Les véritables découvertes en intelligence artificielle sont rares, à mon avis on n’en a pas vu depuis Transformer en 2017. La plupart des progrès auxquels on assiste aujourd’hui sont incrémentaux et de l’ordre de la mise en échelle. On progresse aussi horizontalement en appliquant une technique à de nouveaux cas d’usage. Par exemple, la reconnaissance d’images peut résoudre des milliers de problèmes différents. Aussi impressionnants soient-ils, ces développements ne nous rapprochent pas de l’intelligence générale. Les modèles de deep learning nécessitent beaucoup de données et ils restent relativement rigides quant à leur utilisation. Si l’on veut faire de vrais progrès, il faudra de nouvelles découvertes véritables...

Le deep learning est aussi limité à un certain type de problème...

Le deep learning résout bien les problèmes de perception ou d’intuition. Il est en revanche extrêmement mauvais pour les problèmes de raisonnement. Ceci dit, il y a un spectre continu qui va de la perception au raisonnement. On peut potentiellement résoudre des problèmes de raisonnement de façon perceptive à condition d’avoir beaucoup de données d’entraînement. C’est un peu la manière dont on traite le langage.

La plupart des progrès auxquels on assiste aujourd’hui sont incrémentaux et de l’ordre de la mise en échelle.

On s’épargne en quelque sorte le raisonnement...
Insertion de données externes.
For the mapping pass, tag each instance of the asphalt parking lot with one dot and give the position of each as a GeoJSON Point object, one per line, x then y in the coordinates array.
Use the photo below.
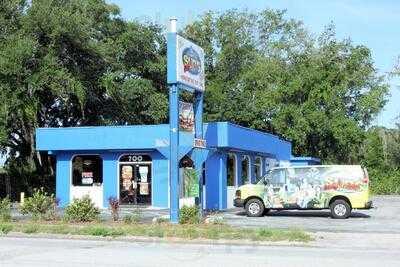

Le deep learning peut très bien compléter un paragraphe de code, mais pas comprendre ce qu’il y a dedans et avoir le raisonnement d’un ingénieur logiciel. Tout ce que l’on fait de manière immédiate et intuitive, «sans y prêter attention» peut être réalisé par le deep learning: reconnaître des objets dans une image, conduire dans une situation ordinaire en pensant à autre chose, etc. Idem pour produire du langage. En ce moment, je vous parle, sans réfléchir à chacun de mes mots ou à la syntaxe de mes phrases, c’est complètement intuitif. Donc, on peut le faire avec du deep learning.